Note: g = 9.81 m/s^2

4. Weight of body

Weight of body = Specific weight of body * Vbody

5. Weight of water displaced

Weight of displaced water = Specific weight of water * Displaced volume

Note: Specific weight of water = 9810 N/m^3

6. Archimedes principle

According to Archimedes Principle the weight of the body acting downwards is equal to the weight of displaced acting upwards, so

Wbody = 9810 * Vdisp

7. Displaced Volume

And so the displaced volume of water is given by

Vdisp = Wbody/9180

Now another equation for the displacement volume is:

Vdisp = [(B'*h')-(2*(b'h'/3))] * L

h' is the depth of immersion

and B' is the top width at this displaced volume

The problem is that there are two unknowns in the above equation and I just can't figure out how to find the depth of immersion here.

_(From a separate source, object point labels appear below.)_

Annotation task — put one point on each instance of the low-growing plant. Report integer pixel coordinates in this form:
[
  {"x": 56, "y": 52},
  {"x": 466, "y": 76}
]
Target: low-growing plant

If anyone has any idea please please let me know.

 

Welcome to the forum.
What are you really looking for?
1. the draft in which the weight of water displaced by the hull is equal to the weight of the vessel, or
2. the maximum depth to which the device can be submerged without collapsing structure.

 

Yes I am looking for the draft, which is the vertical distance between the waterline and the keel, so it would be the first one that you mentioned

 

Have you ever heard of the calculation of hydrostatic values for a hull?. That's what you need to calculate: the volume displaced for each draft. When the weight of the displaced volume is equal to the weight of the boat, you've solved your problem.

 

No I have in fact not heard of it. Could you please help me understand how to calculate that? Or let me know of a good source where I can learn about it?

 

This is the basics to start making naval architecture calculations. I think you should learn so many things that it is impossible to teach them from this forum. Contact a naval architect, or na student, close to you, who can give you some lessons.
Good luck.

 

I understand that you cannot teach me through the forum and I am not asking you to. But can you at least advice me on a good book or website?

 

I am confused, initially you said "hydrostatic values helmet" ?

 

Sorry, there was a mistake due to my horrible English. The correct word is "hull", that's why I corrected it.

 

I would first assess your knowledge of physics, mathematics, kinematics, among other disciplines, to know where to start. It's not that I do not want to teach you is that I am not able to.
There is a very good book, which to me seems very good, "Principles of Naval Architecture" from SNAME. Start there if you want.